Hi Artur,
Thanks for the reply. I have attached the system logs. There was a disconnect at 10:54,
but no error that is different to the rest. I do see a whole lot of QEMU Guest Agent and
block_io errors in the system logs. Not entirely sure what this means.

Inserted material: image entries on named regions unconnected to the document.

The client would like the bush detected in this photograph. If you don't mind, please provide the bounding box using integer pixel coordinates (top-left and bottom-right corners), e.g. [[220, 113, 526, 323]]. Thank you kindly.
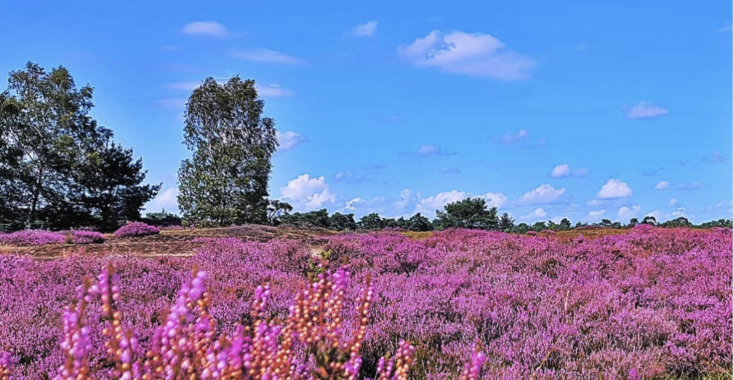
[[71, 231, 105, 244], [115, 222, 161, 237], [0, 230, 66, 247]]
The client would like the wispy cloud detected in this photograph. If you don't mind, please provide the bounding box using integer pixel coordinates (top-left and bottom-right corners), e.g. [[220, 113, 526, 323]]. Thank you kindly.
[[596, 179, 632, 199], [497, 129, 548, 148], [181, 21, 232, 38], [163, 78, 296, 98], [551, 164, 589, 178], [351, 21, 377, 37], [701, 152, 727, 163], [617, 205, 640, 221], [255, 83, 296, 98], [520, 184, 566, 204], [276, 131, 308, 151], [280, 174, 336, 210], [400, 144, 456, 157], [398, 30, 535, 81], [520, 208, 548, 222], [145, 187, 178, 213], [641, 167, 665, 177], [627, 101, 668, 119], [655, 181, 670, 190], [230, 48, 304, 65], [678, 182, 703, 190], [157, 98, 188, 108]]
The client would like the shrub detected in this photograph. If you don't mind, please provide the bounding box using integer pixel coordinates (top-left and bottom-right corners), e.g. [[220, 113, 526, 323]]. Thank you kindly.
[[0, 266, 486, 380], [115, 222, 161, 237], [71, 231, 105, 244], [0, 230, 66, 247]]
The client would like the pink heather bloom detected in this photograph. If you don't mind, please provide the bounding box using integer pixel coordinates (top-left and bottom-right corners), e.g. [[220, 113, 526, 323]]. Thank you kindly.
[[0, 230, 66, 247], [115, 222, 161, 238], [71, 231, 105, 244]]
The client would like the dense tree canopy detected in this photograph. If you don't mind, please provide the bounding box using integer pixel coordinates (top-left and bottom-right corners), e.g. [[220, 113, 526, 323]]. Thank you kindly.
[[0, 62, 160, 230], [434, 198, 500, 230], [178, 76, 278, 226]]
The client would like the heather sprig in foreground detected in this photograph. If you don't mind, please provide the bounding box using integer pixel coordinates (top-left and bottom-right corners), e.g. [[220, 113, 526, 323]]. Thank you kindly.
[[0, 266, 484, 380]]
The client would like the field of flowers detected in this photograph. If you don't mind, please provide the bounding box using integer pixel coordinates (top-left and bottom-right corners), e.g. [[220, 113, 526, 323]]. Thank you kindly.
[[0, 225, 732, 380]]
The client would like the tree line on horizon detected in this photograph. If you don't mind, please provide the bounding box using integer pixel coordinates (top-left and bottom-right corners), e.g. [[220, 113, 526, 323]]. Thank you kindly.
[[0, 62, 732, 233], [262, 198, 732, 233]]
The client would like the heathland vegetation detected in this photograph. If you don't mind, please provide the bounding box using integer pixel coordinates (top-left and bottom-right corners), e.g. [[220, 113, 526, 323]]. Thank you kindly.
[[0, 63, 732, 380]]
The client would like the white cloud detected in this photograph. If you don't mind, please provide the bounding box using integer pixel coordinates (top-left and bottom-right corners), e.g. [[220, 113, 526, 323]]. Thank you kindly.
[[701, 152, 726, 162], [352, 21, 377, 37], [398, 30, 535, 81], [181, 21, 231, 38], [344, 197, 366, 211], [418, 145, 441, 156], [414, 190, 507, 215], [670, 207, 686, 218], [500, 129, 528, 144], [551, 164, 589, 178], [520, 184, 566, 204], [280, 174, 336, 209], [158, 98, 189, 108], [640, 210, 663, 222], [334, 170, 354, 181], [617, 205, 640, 221], [551, 164, 571, 178], [163, 81, 204, 91], [571, 168, 589, 178], [231, 49, 303, 65], [164, 78, 296, 98], [255, 83, 296, 98], [596, 179, 632, 199], [520, 208, 548, 222], [627, 101, 668, 119], [145, 187, 178, 213], [678, 182, 702, 190], [275, 131, 306, 150]]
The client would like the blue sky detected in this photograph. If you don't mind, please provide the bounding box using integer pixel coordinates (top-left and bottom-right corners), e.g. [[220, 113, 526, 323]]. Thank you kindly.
[[0, 0, 732, 222]]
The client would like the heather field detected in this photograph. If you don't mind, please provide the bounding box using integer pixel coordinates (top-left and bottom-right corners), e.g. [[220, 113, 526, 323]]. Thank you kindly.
[[0, 225, 732, 380]]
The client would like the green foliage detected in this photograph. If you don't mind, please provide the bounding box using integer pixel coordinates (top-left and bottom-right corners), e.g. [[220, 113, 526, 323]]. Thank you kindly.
[[408, 213, 433, 232], [531, 222, 548, 232], [267, 199, 293, 226], [560, 218, 571, 231], [280, 209, 329, 228], [698, 219, 732, 228], [327, 212, 357, 231], [357, 213, 385, 230], [142, 209, 182, 227], [660, 216, 693, 228], [500, 213, 515, 231], [178, 76, 278, 226], [434, 198, 500, 230], [512, 223, 532, 234], [0, 62, 160, 230]]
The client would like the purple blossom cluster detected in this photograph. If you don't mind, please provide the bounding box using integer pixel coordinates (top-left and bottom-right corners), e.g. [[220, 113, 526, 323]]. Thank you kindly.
[[115, 222, 161, 238], [0, 226, 732, 379], [71, 231, 105, 244], [0, 230, 66, 247]]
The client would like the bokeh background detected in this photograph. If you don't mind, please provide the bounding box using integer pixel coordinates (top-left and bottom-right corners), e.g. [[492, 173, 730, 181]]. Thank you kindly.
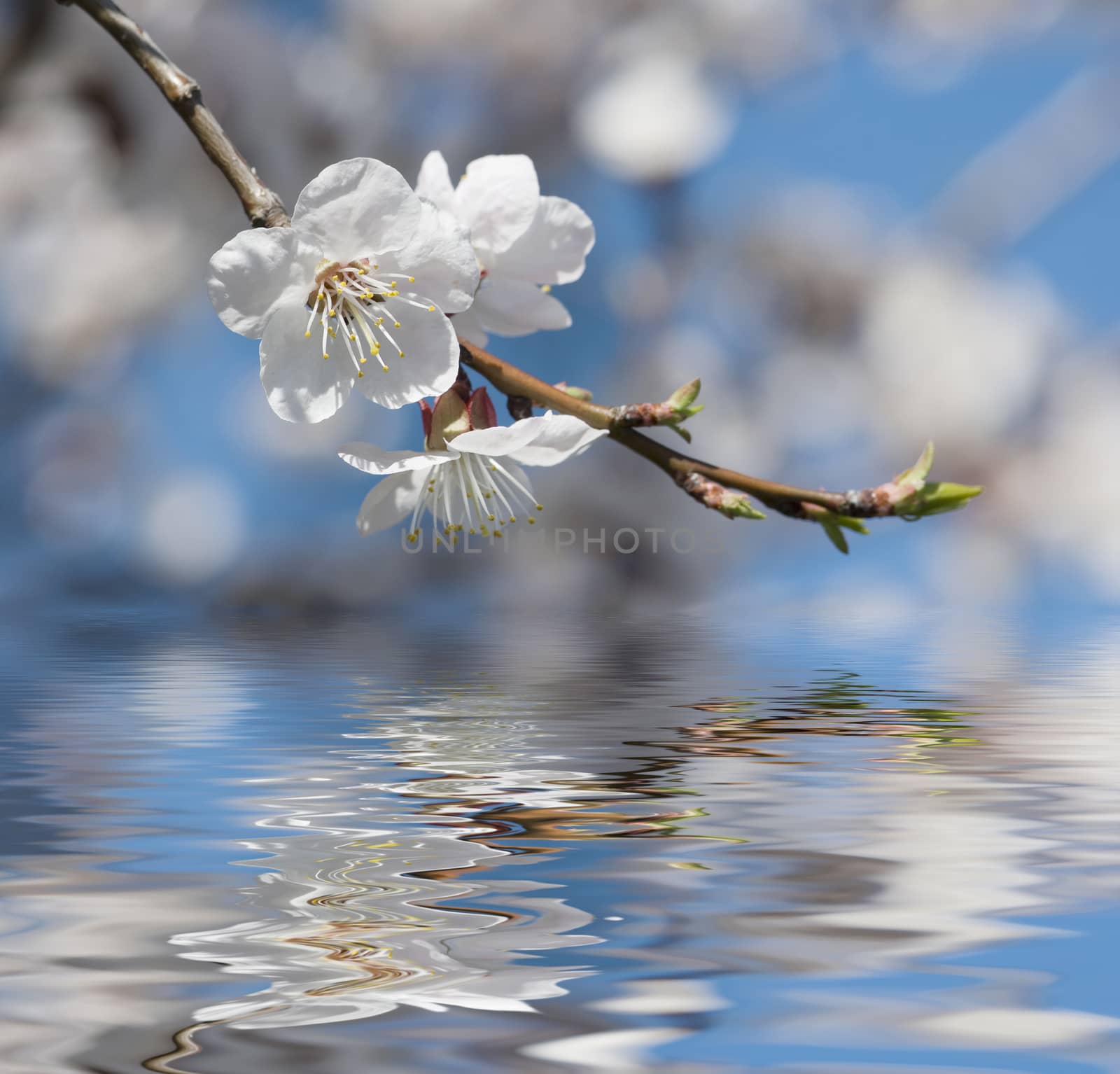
[[0, 0, 1120, 622]]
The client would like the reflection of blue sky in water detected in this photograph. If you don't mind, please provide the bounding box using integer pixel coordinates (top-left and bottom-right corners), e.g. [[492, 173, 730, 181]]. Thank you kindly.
[[172, 695, 598, 1028], [0, 620, 1120, 1074]]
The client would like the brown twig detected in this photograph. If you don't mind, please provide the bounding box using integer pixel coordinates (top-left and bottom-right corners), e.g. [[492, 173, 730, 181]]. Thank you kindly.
[[58, 0, 974, 540], [58, 0, 289, 228], [459, 340, 894, 521]]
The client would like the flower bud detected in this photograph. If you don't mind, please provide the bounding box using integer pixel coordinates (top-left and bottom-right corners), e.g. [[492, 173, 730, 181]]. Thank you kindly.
[[424, 387, 470, 452]]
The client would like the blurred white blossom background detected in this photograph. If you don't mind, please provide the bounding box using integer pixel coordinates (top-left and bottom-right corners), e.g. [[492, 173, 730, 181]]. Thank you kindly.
[[0, 0, 1120, 614]]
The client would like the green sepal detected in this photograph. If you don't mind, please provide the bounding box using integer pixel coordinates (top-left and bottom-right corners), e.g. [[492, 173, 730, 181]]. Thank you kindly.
[[895, 482, 983, 522], [665, 376, 702, 418], [718, 493, 766, 519], [428, 387, 470, 452], [814, 510, 872, 555]]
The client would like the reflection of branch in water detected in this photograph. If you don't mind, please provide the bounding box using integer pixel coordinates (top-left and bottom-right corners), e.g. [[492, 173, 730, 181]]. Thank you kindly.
[[153, 676, 986, 1061]]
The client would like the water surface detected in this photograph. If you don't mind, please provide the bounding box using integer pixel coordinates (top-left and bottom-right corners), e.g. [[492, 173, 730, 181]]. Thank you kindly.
[[0, 609, 1120, 1074]]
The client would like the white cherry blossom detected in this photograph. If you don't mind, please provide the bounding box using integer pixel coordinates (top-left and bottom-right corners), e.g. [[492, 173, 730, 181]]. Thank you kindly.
[[338, 387, 607, 545], [209, 157, 478, 422], [416, 151, 595, 346]]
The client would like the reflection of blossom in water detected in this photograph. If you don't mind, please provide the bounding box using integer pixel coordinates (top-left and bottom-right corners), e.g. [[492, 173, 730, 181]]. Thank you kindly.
[[172, 698, 595, 1028]]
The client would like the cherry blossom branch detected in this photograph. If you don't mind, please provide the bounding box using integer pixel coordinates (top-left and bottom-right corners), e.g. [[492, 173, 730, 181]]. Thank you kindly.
[[58, 0, 289, 228], [459, 340, 954, 527], [58, 0, 982, 552]]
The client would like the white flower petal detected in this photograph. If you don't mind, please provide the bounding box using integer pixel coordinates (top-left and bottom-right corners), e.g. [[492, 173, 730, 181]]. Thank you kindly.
[[261, 306, 355, 422], [357, 470, 424, 536], [487, 197, 595, 284], [379, 202, 478, 314], [511, 413, 607, 466], [416, 149, 455, 214], [360, 298, 459, 410], [338, 441, 459, 476], [451, 306, 489, 347], [206, 228, 323, 340], [455, 155, 541, 265], [291, 157, 420, 262], [472, 275, 571, 336], [450, 418, 543, 458]]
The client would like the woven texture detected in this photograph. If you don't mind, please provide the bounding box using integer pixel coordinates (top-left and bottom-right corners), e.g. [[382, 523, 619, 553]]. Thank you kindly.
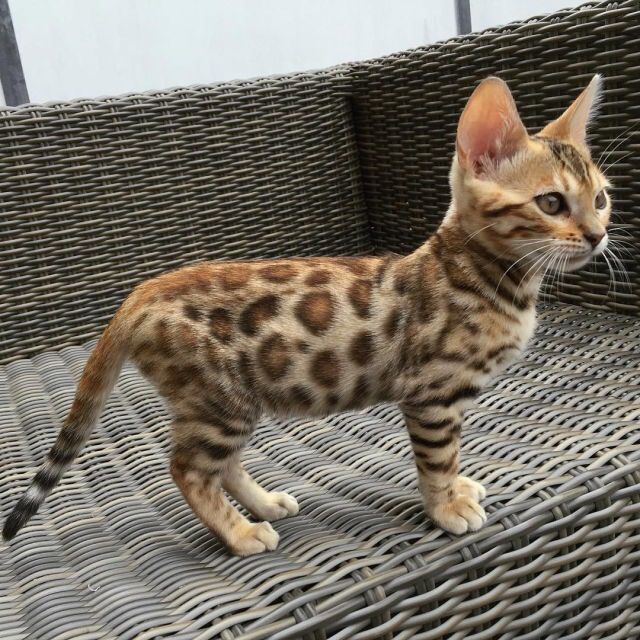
[[0, 70, 370, 361], [0, 306, 640, 640], [353, 0, 640, 315], [0, 0, 640, 640]]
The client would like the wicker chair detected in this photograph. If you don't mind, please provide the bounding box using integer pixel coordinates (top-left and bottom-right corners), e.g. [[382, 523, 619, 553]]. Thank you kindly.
[[0, 0, 640, 640]]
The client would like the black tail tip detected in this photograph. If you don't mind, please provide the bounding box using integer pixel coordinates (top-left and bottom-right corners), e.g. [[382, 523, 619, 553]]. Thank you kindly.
[[2, 512, 22, 542], [2, 497, 40, 541]]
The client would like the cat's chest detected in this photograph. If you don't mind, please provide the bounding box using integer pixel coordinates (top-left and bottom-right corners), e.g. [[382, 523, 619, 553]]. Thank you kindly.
[[476, 309, 536, 377]]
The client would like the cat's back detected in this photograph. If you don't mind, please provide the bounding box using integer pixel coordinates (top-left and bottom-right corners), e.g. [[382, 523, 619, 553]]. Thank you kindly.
[[120, 257, 400, 413]]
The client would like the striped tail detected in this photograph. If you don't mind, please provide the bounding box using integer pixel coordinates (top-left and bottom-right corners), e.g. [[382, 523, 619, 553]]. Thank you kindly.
[[2, 312, 128, 540]]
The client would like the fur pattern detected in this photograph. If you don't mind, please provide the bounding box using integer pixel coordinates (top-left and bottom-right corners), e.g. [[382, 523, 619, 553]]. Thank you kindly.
[[3, 78, 611, 555]]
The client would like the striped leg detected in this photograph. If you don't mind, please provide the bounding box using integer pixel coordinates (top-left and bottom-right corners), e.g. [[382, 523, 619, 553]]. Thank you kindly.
[[171, 421, 278, 556], [403, 404, 487, 535], [222, 459, 298, 521]]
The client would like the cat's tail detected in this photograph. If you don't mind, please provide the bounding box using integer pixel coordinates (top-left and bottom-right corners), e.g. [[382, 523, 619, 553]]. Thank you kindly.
[[2, 309, 129, 540]]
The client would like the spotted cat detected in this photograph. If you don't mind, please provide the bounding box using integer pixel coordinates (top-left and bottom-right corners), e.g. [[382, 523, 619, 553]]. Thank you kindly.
[[3, 76, 611, 555]]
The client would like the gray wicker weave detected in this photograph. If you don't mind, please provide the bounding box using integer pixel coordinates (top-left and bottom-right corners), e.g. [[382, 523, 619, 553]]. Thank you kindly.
[[0, 1, 640, 640]]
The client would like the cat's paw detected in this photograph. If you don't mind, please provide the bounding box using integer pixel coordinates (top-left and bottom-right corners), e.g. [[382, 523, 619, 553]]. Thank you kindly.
[[427, 493, 487, 535], [228, 522, 280, 556], [453, 476, 487, 502], [255, 491, 300, 522]]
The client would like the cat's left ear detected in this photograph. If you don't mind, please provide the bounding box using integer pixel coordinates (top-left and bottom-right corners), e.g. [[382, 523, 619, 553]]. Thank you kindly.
[[540, 74, 602, 146]]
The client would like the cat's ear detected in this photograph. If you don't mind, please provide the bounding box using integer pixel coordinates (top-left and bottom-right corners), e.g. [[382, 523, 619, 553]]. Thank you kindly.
[[456, 77, 528, 174], [540, 74, 602, 145]]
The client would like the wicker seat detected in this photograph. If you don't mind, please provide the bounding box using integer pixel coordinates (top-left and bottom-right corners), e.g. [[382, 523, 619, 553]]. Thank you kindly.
[[0, 1, 640, 640]]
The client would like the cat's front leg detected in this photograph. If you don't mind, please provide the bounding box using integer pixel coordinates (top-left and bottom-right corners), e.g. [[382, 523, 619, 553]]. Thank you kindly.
[[401, 401, 487, 535]]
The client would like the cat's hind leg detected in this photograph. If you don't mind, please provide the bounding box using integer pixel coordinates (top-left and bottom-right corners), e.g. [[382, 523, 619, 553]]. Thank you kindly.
[[222, 459, 298, 521], [171, 419, 279, 556]]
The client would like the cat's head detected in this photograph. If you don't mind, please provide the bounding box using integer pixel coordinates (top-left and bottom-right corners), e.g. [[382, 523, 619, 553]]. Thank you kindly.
[[451, 76, 611, 271]]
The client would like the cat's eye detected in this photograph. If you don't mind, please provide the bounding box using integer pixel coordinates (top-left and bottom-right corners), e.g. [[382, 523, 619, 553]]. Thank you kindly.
[[595, 189, 607, 209], [536, 192, 567, 216]]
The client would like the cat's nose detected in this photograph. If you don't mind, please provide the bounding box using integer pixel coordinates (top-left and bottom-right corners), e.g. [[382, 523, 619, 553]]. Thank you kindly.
[[584, 231, 604, 249]]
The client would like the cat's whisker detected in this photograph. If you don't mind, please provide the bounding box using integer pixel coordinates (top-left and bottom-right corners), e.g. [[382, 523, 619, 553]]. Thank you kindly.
[[494, 242, 556, 297], [516, 247, 552, 303], [602, 251, 616, 300], [604, 247, 631, 288]]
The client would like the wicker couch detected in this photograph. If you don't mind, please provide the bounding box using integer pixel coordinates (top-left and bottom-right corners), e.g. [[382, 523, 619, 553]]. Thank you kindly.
[[0, 0, 640, 640]]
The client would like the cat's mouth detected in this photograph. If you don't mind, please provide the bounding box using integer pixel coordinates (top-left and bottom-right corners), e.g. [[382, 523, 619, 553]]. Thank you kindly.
[[560, 251, 598, 271]]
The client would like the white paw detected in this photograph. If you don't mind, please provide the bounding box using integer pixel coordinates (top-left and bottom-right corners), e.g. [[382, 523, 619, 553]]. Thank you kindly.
[[453, 476, 487, 502], [256, 491, 300, 522], [229, 522, 280, 556], [427, 493, 487, 535]]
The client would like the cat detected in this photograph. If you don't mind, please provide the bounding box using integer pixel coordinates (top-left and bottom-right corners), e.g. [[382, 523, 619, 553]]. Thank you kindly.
[[3, 76, 611, 556]]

Checking the vdsm logs at the time or the error, the only entry is the below:
“2020-09-18 10:55:57,081+0000 WARN (qgapoller/2) [virt.periodic.VmDispatcher] could not
run <function <lambda> at 0x7f2170395578> on
['d3838612-70bb-4731-a0d4-8f65d31b40a6',
'59a2f394-48fe-4bd9-91d6-08115f2eec0a',
'f81e3ab8-c1a9-4674-b238-7e229fd43e7c',
'42189fa1-4381-02c7-d830-20eac408da2c',
'423f1c57-f98e-707f-c0f9-d4958d3f0fec',
'64d1eabc-20ff-4288-98ff-dcfd120fe7d2',
'4218baf0-e2a1-42c7-2efd-077407f47b4d',
'42184650-5a60-5403-d758-840bdbf92dd8',
'492ea3fe-0a27-4dde-abf9-7d146ee1b988',
'4218df00-15cd-bdf9-efd9-c5ead49fd89c',
'9c373379-718b-4906-abc1-960fb1820c2d',
'b9441c7a-0bfd-4d41-a8de-ee24e4259b36',
'd810325a-1a45-4054-a870-c8c052a22354',
'42189d3f-4570-45ea-6e5a-94c85a5885a1'] (periodic:289)”
I am stumped. Do you think it is worth a shot increasing the vdsConnectionTimeout and
vdsHeartbeatInSeconds to 40 for testing purposes?
Thanks
Anton Louw
Cloud Engineer: Storage and Virtualization
______________________________________
D: 087 805 1572 | M: N/A
A: Rutherford Estate, 1 Scott Street, Waverley, Johannesburg
anton.louw(a)voxtelecom.co.za
www.vox.co.za
From: Artur Socha <asocha(a)redhat.com>
Sent: 18 September 2020 13:27
To: Anton Louw <Anton.Louw(a)voxtelecom.co.za>
Cc: users(a)ovirt.org
Subject: Re: [ovirt-users] Re: Random hosts disconnects
Hi Anton,
I am not sure if changing this value would fix the issue. Defaults are pretty high. For
example vdsHeartbeatInSeconds=30seconds, vdsTimeout=180seconds,
vdsConnectionTimeout=20seconds.
Do you still have relevant logs from the affected hosts:
/var/logs/vdsm/vdsm.log
/var/logs/vdsm/supervdsm.log
Please look for any jsonrpc errors ie. write/read errors or (connection) timeouts.
Storage related warnings/errors might also be relevant.
Plus system logs if possible:
journalctl -f /usr/share/vdsm/vdsmd
journalctl -f /usr/sbin/libvirtd
In order to get system logs from particular time period please combine it with the
following example using -S -U options:
journalctl -S "2020-01-12 07:00:00" -U "2020-01-12 07:15:00"
I haven't a clue what to look there for besides any warnings/errors or anything else
that seems .... unusual.
Artur
On Thu, Sep 17, 2020 at 8:09 AM Anton Louw via Users
<users@ovirt.org<mailto:users@ovirt.org>> wrote:
Hi Everybody,
Did some digging around, and saw a few things regarding “vdsHeartbeatInSeconds”
I had a look at the properties file located at
/etc/ovirt-engine/engine-config/engine-config.properties, and do not see an entry for
“vdsHeartbeatInSeconds.type=Integer”.
Seeing as these data centers are geographically split, could the “vdsHeartbeatInSeconds”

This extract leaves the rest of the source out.